Parole d’expert

Projet de simplification du droit des entreprises en difficulté : les pistes du Conseil d’Etat

Publié le 25 juillet 2025 à 14h00

Tellechea Avocats    Temps de lecture 4 minutes

Les lois de simplification, ces remèdes utilisés régulièrement par les gouvernements successifs contre la « boulimie normative de l’Etat » (selon l’expression de François Bayrou), s’apprêtent à toucher – à nouveau – le droit des entreprises en difficulté.

Par Marie Tellechea et Rudi Pfortner, avocats, Tellechea Avocats

Le 27 mai 2025, un groupe de travail sur la simplification de ce droit a en effet été constitué par le garde des Sceaux et la ministre déléguée chargée du Commerce, de l’Artisanat, des Petites et Moyennes entreprises et de l’Économie sociale et solidaire.

Ses membres (constitués de magistrats, de professeurs agrégés, d’un avocat, d’un administrateur judiciaire et d’un mandataire judiciaire) auront pour mission de « proposer des solutions concrètes de simplification du droit et d’amélioration des parcours judiciaires pour les entreprises en difficulté ». Le rapport, attendu pour fin 2026, servira de base à une réforme de simplification. 

L’instauration de ce groupe, annoncée lors des « ateliers de la simplification » du Conseil d’Etat tenus en mai 2025, fait suite à des propositions de simplification formulées par cette même juridiction lors de ses ateliers tenus un an plus tôt.

Ces propositions avaient pour objectif de rendre cette matière, qualifiée de « droit de spécialistes », plus lisible et plus accessible pour ses parties prenantes (débiteurs, créanciers, investisseurs).

Deux pistes d’amélioration ont été identifiées par la Haute Cour :

– réduire « assez sensiblement » le nombre de procédures de traitement des difficultés existantes ; et

– remodeler l’architecture du Livre VI du Code de commerce régissant cette matière.

La seconde piste nous semble devoir être saluée, notamment car, comme le relève le Conseil d’Etat, le Code de commerce opère actuellement de nombreux renvois d’un régime à l’autre.
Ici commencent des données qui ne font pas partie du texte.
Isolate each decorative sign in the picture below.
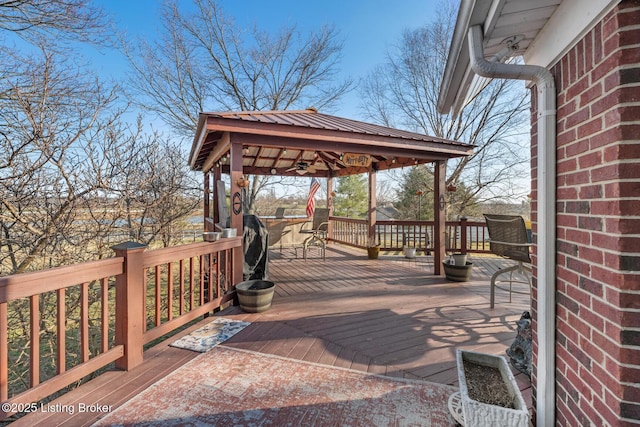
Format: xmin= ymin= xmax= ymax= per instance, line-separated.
xmin=232 ymin=192 xmax=242 ymax=215
xmin=342 ymin=153 xmax=371 ymax=167
xmin=439 ymin=194 xmax=445 ymax=211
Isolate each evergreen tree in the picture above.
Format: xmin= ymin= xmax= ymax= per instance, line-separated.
xmin=333 ymin=175 xmax=368 ymax=218
xmin=395 ymin=166 xmax=433 ymax=220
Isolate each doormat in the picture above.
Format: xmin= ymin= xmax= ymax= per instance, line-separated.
xmin=169 ymin=318 xmax=250 ymax=352
xmin=93 ymin=345 xmax=458 ymax=426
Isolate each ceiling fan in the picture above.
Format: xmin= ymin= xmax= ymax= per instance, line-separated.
xmin=286 ymin=161 xmax=316 ymax=175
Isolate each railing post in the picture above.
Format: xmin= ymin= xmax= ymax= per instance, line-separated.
xmin=112 ymin=242 xmax=147 ymax=371
xmin=460 ymin=217 xmax=468 ymax=255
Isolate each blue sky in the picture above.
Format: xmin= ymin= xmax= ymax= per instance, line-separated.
xmin=93 ymin=0 xmax=441 ymax=119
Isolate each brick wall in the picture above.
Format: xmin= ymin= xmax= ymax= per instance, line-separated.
xmin=530 ymin=1 xmax=640 ymax=425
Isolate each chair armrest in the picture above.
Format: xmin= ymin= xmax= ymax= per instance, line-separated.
xmin=488 ymin=239 xmax=532 ymax=248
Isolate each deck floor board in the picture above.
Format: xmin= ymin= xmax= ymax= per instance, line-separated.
xmin=11 ymin=245 xmax=531 ymax=426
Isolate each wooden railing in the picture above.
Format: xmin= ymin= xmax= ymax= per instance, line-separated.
xmin=0 ymin=237 xmax=242 ymax=419
xmin=329 ymin=217 xmax=491 ymax=254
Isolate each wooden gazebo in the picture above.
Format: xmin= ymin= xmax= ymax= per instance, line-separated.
xmin=188 ymin=108 xmax=473 ymax=275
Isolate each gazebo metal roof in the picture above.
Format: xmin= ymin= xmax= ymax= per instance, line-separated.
xmin=189 ymin=108 xmax=473 ymax=176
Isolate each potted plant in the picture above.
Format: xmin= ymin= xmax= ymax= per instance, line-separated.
xmin=448 ymin=349 xmax=529 ymax=426
xmin=443 ymin=253 xmax=473 ymax=281
xmin=235 ymin=280 xmax=276 ymax=313
xmin=403 ymin=245 xmax=416 ymax=259
xmin=366 ymin=238 xmax=380 ymax=259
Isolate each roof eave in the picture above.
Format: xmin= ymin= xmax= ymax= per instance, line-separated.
xmin=437 ymin=0 xmax=491 ymax=116
xmin=189 ymin=114 xmax=209 ymax=169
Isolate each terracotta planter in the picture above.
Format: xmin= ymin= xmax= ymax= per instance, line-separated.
xmin=367 ymin=246 xmax=380 ymax=259
xmin=235 ymin=280 xmax=275 ymax=313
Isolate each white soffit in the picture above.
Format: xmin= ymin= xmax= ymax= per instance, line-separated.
xmin=524 ymin=0 xmax=621 ymax=67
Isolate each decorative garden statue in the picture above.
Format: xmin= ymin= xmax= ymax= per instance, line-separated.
xmin=506 ymin=311 xmax=532 ymax=377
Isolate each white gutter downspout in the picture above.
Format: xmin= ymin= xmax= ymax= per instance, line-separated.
xmin=468 ymin=25 xmax=556 ymax=427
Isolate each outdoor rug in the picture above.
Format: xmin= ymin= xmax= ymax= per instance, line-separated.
xmin=93 ymin=345 xmax=458 ymax=427
xmin=169 ymin=318 xmax=250 ymax=352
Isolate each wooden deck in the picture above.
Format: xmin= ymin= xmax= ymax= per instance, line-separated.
xmin=10 ymin=245 xmax=532 ymax=426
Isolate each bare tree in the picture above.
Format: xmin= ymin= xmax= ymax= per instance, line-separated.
xmin=360 ymin=0 xmax=530 ymax=211
xmin=0 ymin=47 xmax=126 ymax=274
xmin=123 ymin=0 xmax=353 ymax=211
xmin=0 ymin=0 xmax=111 ymax=45
xmin=106 ymin=123 xmax=201 ymax=247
Pour y remédier, il est préconisé la mise en place d’un socle de « dispositions communes », qui devrait assurément améliorer la lisibilité de ce droit.

La première piste nous laisse en revanche plus circonspects à ce stade, au regard des propositions formulées. 

D’une part, il peut être noté que le Conseil d’Etat a été moins ambitieux dans ses recommandations qu’annoncé. Loin de réduire drastiquement le nombre de procédures actuellement applicables, il n’est proposé que la suppression de la procédure de rétablissement personnel et la fusion des deux procédures préventives. Les hauts fonctionnaires suggèrent en outre la création d’une nouvelle procédure collective (réorganisation judiciaire simplifiée) !

Cette prudence peut se comprendre. S’il est vrai que le nombre de procédures préventives (2) et collectives (7) applicables, ainsi que leurs particularités, participent à la complexité de ce droit, la plupart d’entre elles ont su se rendre, au fil des ans, parfaitement justifiées au regard de la diversité des situations. 

La suppression ou la fusion d’un plus grand nombre de procédures aurait certainement entraîné, plus que la simplification de ce droit, une véritable reconstruction. 

D’autre part, toutes les propositions formulées ne nous semblent pas opportunes. En effet, si la suppression du rétablissement personnel, peu utilisée en pratique, se comprend, la création de la réorganisation judiciaire simplifiée nous semble plus discutable, au regard du faible succès de la procédure de traitement de sortie de crise dont elle devrait être l’héritière.

Surtout, la fusion de la procédure de mandat ad hoc et de conciliation a fait réagir bon nombre de professionnels de la matière. Ces deux procédures disposent en effet de spécificités propres justifiant leur dualité. 

En particulier, la procédure de conciliation est limitée dans le temps (cinq mois), ce qui se justifie par le fait qu’elle peut avoir des effets coercitifs sur les créanciers participants. A l’inverse, le mandat ad hoc garantit une entière liberté des négociations, et est à ce titre utilisée dans la résolution d’une typologie de difficultés bien plus variée. Il n’y a dès lors aucune raison d’en limiter la durée.

Il reste que ces propositions ont le mérite de lancer des débats pertinents et constituent une bonne base pour les travaux du groupe de travail. Espérons désormais que l’objectif affiché sera bien atteint et que la simplification recherchée ne laissera pas la place à une nouvelle réforme de fond, dont le nombre ces dernières années constituent la principale cause de la complexité de ce droit selon le Conseil d’Etat.